Strangely enough, the few people who have fit seamlessly into my family unit I had never been romantically involved with. Jes, who can call my mother “Momma” (the only person to successfully attempt this trick), Juls who my sister always asks about, Just (my best friend of 16 years) who my mother offered to fly to Canada to keep him from getting shipped to Iraq, who has been at almost every major family event the run of his life, Sam who spent time with me during my “Nana Duty” before La Reina died, watching movies with us…

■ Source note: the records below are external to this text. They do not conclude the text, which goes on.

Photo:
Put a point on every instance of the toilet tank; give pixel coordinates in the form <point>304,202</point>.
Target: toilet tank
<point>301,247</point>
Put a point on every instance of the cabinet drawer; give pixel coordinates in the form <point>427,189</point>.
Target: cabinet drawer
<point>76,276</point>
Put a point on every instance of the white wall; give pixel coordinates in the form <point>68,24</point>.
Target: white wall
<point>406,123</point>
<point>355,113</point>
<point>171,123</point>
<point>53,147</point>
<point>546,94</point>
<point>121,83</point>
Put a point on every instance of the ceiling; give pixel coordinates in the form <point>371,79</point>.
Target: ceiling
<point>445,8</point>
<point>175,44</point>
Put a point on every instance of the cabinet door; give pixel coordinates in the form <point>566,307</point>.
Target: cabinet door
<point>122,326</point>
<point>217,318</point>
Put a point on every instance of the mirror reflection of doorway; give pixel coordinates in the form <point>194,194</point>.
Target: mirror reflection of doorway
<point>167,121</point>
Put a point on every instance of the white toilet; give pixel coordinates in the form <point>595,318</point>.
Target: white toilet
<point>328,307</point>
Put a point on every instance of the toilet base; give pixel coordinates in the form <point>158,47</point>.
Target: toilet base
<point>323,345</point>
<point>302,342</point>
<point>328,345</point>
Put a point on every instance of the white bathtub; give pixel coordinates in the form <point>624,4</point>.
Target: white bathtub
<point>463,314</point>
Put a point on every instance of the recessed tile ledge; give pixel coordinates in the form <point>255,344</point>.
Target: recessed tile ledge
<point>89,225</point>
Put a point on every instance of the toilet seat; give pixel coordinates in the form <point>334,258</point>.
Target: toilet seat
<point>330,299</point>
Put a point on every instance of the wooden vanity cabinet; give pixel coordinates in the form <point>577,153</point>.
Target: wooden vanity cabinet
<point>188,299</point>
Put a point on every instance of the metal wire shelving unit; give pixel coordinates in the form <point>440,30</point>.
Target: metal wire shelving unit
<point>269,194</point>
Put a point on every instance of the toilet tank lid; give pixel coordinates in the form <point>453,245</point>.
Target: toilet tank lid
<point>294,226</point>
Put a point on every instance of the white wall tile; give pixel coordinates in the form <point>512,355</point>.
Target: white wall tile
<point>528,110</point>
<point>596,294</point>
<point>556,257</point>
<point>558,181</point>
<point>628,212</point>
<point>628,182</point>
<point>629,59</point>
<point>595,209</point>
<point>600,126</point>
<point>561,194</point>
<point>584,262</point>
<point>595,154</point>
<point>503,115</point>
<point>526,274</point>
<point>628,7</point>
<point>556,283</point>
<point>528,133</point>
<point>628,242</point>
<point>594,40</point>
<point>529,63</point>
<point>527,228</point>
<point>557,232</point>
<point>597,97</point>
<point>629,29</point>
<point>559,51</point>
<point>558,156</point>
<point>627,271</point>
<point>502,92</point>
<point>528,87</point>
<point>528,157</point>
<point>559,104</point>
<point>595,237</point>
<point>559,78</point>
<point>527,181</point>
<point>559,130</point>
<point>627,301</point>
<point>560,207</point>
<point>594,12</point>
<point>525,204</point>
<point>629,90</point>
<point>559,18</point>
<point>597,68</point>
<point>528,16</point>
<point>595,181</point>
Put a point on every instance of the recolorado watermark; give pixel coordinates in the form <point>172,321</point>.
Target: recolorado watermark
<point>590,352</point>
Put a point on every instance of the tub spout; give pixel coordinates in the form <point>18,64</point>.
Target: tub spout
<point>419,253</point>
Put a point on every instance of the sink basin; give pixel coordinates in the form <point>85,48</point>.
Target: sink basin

and L. Before we started dating, L. and I had been friends for almost 6 years. He came around every now and then, fixed my mother’s computer, talked wine and travel with my father, gave my sister a hard time. As we moved (relatively seamlessly) into the romantic aspect of our lives together, he fit so well into the family group that it was like he had always been there. He is the only peer of mine to date that can tease my mother like me and my sister. He can talk with my father for hours. My aunties and cousins who have met him send their love to him when they talk to me. Several members of my family have his cell phone number (something that didn’t happen with my ex until after we were married).

I realized on that trip, that the reason he fit so easily into my family is because thats what’s important to him. Watching him call his grandfather “council” (like my Grandfather called my mother) or tease his sister, wrestle with his little cousins, and offer to clean up his grandparents yard, I realized this man is the partner who will get the relationship I have with my family. More so than some because he knows how I feel being seperated from some of my family be state lines. He misses his little family all year round and seems so at ease around them, people who have known him for years in Arizona would barely recognize him.

I was incredibly apprehensive about the trip because of my difficulty meeting new people, because his family is so devoutly Christian, and so hard line Republican. I am my politics and my liberalism is as natural to me as breathing. I was delighted to find that this family is friendly and loving and easygoing…and if I steer clear of the political conversations I’m home free!

More than anything I focused on the fact that I had finally found the mental clarity and stability, happiness and stillness that I had been looking for. I thought about the fact that even though we have lost the matriarchs of our families my huge crazy patwork families have managed to hold each other together and love each other all the more. I thought a long time about my darling friends, who love me even if I am crazy and difficult and flaky sometimes. I gave thanks for the fact that one of those darling friends, who has stood by me through ups and downs the last 6 years, waiting patiently for me to realize how perfect we are for one another, understands my craziness and my dedication to my family, my struggle to adapt to new situations and to make the best of stressful ones, that he is forever curious, because it’s his best trait.

I was most thankful this past Thanksgiving for the realization that being myself is easier than I ever thought it could be. Easier even than breaching the Republican stronghold (which turned out to be totally simple, so much for them being all big on security).